Pero Eustache no sólo tiene cosas en común con Jean Rouch, Bresson o los Straub-Huillet. Hay otra faceta de su primitivismo que nada tiene que ver con las vistas Lumière, ni con esa zona de contacto del cine con el reporterismo, ni tampoco con el severo rigor de L’Argent o Sicilia! Me refiero al imperio de la palabra que se manifiesta en La Maman et la putain o en Numéro zéro, pues la oralidad en la pantalla puede representar algo tan radical como es remontarse más atrás incluso que los Lumière, donde el verbo precede a las imágenes.
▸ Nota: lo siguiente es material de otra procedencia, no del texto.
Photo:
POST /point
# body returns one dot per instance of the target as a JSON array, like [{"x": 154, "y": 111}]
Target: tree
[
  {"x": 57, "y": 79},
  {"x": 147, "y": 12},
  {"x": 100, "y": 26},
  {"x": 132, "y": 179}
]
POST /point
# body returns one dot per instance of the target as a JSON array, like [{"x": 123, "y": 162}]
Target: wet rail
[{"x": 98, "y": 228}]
Hay significativos diálogos telefónicos en La Maman et la putain o en un proyecto irrealizado, La rue s’allume -«debía consistir en una larga conversación telefónica, de nuevo nocturna, entre dos amigos» (pp. 36-37)- que nos hacen avanzar varias décadas para encontrar concomitancias entre Eustache y cineastas de la palabra de nuestro siglo XXI como Pablo García Canga, que ha convertido el diálogo -unas veces en persona, otras por teléfono- en un motivo central de su filmografía, como muestran La Nuit d’avant, Por la pista vacía, Las tierras del cielo o Tu trembleras pour moi.
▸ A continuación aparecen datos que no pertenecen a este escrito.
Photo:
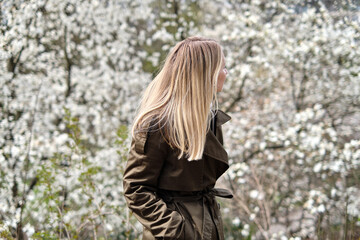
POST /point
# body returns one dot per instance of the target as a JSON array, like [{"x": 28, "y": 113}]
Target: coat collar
[
  {"x": 213, "y": 146},
  {"x": 221, "y": 118}
]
Comparamos, hace unos meses, la radicalidad y la ironía de otro insigne contemporáneo nuestro como es Hong Sang-soo con la actitud de Eustache. «Indiferencia, distancia, constituyen el sello, el escudo de Eustache» (p. 81), dice Amengual. Todo ese primitivismo del cine eustachiano no parece emanar de un sesudo y gravísimo posicionamiento sino de un distanciamiento punk avant la lettre, por así decirlo: pasar olímpicamente de los oropeles de la puesta en escena y abrazar las imágenes antiartísticas, antiestéticas, precinematográficas. Quien firma estas líneas no identifica el «fracaso» de Eustache anunciado por el título del libro, ya que el cineasta completa exitosamente ese desplazamiento hacia lo primitivo que, en una suerte de movimiento cuántico contra la lógica lineal del tiempo, le lleva a la vez a la más radical modernidad, pues creo que hay pocos films tan contundentes, densos e impactantes como Numéro zéro. Y recordemos que una de sus últimas realizaciones, Les Photos d’Alix, es en sí misma una contradicción, un film revolucionario que se niega a sí mismo para hallar su esquinada y paradójica verdad. Quizás la astucia de Amengual consistió en enunciar un fracaso que es, en realidad, la más luminosa de las conquistas.